The Nuttall Encyclopaedia eBook

This eBook from the Gutenberg Project consists of approximately 2,685 pages of information about The Nuttall Encyclopaedia.

PFAeFERS, hot springs near a village of the same name in the Swiss canton of St. Gall; have been in use for 800 years.

PFAHLBAUTEN, lake dwellings of prehistoric date in Switzerland.

PFALZ, the German name for the Palatinate.

PFEIFFER, IDA, a celebrated traveller, born in Vienna; being separated from her husband, and having completed the education of her two sons and settled them in life, commenced her career of travel in 1842, in which year she visited Palestine, in 1845 visited Scandinavia, in 1846 essayed a voyage round the world by Cape Horn, in 1851 a second by the Cape of Good Hope, and in 1856 an expedition to Madagascar, returning at the end of each to Vienna and publishing accounts of them (1797-1858).

PFFLEIDERER, OTTO, a philosophical theologian, born in Wuertemberg, professor at Jena, and afterwards at Berlin; has written on religion, the philosophy of it and sundry developments of it, in an able manner, as well as lectured on it in Edinburgh in connection with the Gifford trust, on which occasion he was bold enough to overstep the limits respected by previous lecturers between natural and revealed religion, to the inclusion of the latter within his range; b. 1830.

PFORZHEIM (29), manufacturing town in Baden, in the N. of the Black Forest; manufactures gold and silver ornaments, and has chemical and other factories.

PHAEDRUS, a Latin fabulist, of the age of Augustus, born in Macedonia, and settled in Rome; originally a slave, was manumitted by Augustus; his fables, 97 in number, were written in verse, and are mostly translations from AEsop, the best of them such as keep closely to the original.

PHAETHON (i. e. the shining one, and so called from his father), the son of HELIOS (q. v.); persuaded his father to allow him for one day to drive the chariot of the sun across the heavens, but was too weak to check the horses, so that they rushed off their wonted track and nearly set the world on fire, whereupon Zeus transfixed him with a thunderbolt, metamorphosed his sisters who had yoked the horses for him into poplars and their tears into amber.

PHALANSTERY, a body of people living together on the Communistic principle of Fourier; also the building they occupy.

PHALANX, among the Greeks a body of heavy infantry armed with long spears and short swords, standing in line close behind one another, generally 8 men deep, the Macedonian being as much as 16; its movements were too heavy, and it was dashed in pieces before the legions of Rome to its extinction; it was superseded by the Roman legion.
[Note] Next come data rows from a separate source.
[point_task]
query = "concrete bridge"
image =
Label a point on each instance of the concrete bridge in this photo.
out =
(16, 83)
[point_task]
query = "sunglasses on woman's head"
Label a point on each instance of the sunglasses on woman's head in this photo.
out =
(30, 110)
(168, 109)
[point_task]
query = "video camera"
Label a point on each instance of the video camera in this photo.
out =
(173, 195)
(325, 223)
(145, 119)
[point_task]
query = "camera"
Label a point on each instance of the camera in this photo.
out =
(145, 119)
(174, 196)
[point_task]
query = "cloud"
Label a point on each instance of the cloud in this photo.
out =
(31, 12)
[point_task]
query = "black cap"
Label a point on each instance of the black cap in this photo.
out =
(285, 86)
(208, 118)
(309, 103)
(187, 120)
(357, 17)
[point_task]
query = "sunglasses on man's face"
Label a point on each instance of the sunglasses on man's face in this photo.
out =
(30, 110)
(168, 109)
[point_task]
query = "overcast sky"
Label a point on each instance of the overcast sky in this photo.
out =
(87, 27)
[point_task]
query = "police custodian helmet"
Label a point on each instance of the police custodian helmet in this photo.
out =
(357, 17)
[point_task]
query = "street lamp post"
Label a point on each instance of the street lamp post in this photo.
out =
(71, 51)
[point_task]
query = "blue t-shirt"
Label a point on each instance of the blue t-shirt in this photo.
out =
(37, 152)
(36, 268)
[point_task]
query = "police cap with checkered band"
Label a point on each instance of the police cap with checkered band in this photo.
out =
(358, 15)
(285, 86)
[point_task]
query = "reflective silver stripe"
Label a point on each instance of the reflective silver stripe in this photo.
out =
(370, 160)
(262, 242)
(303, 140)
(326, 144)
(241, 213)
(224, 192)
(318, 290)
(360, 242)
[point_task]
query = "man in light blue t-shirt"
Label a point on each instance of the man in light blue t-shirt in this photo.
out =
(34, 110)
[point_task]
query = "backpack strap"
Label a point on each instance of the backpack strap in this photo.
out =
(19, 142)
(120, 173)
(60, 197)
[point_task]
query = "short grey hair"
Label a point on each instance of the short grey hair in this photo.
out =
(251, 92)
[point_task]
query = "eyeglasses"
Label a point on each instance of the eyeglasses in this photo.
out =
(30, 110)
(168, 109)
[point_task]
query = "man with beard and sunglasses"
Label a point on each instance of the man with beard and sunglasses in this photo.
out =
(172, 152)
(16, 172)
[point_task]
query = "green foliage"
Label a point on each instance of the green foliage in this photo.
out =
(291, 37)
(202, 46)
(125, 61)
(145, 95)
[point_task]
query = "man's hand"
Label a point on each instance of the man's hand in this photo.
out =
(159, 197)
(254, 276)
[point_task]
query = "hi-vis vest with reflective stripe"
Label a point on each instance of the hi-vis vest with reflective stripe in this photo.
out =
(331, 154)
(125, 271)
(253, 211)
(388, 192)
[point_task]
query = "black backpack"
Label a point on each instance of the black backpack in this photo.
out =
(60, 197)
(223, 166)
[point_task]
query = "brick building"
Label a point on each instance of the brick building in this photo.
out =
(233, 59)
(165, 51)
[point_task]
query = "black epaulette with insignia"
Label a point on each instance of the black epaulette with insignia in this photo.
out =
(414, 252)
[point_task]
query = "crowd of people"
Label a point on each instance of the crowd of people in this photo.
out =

PHALARIS, a tyrant of Agrigentum, in Sicily, in the 6th century, who is said, among other cruelties, to have roasted the victims of his tyranny in a brazen bull which bears his name; the “Letters of Phalaris,” at one time ascribed to him, have been proved to be spurious.

PHALLUS, a symbol of the generative power of nature, being a representation of the male organ of generation, and associated with rites and ceremonies of nature-worship in the early stages of civilised life, and the worship of which was supposed to have a magic influence in inducing fertility among the flocks and herds, as well as in the soil of the earth.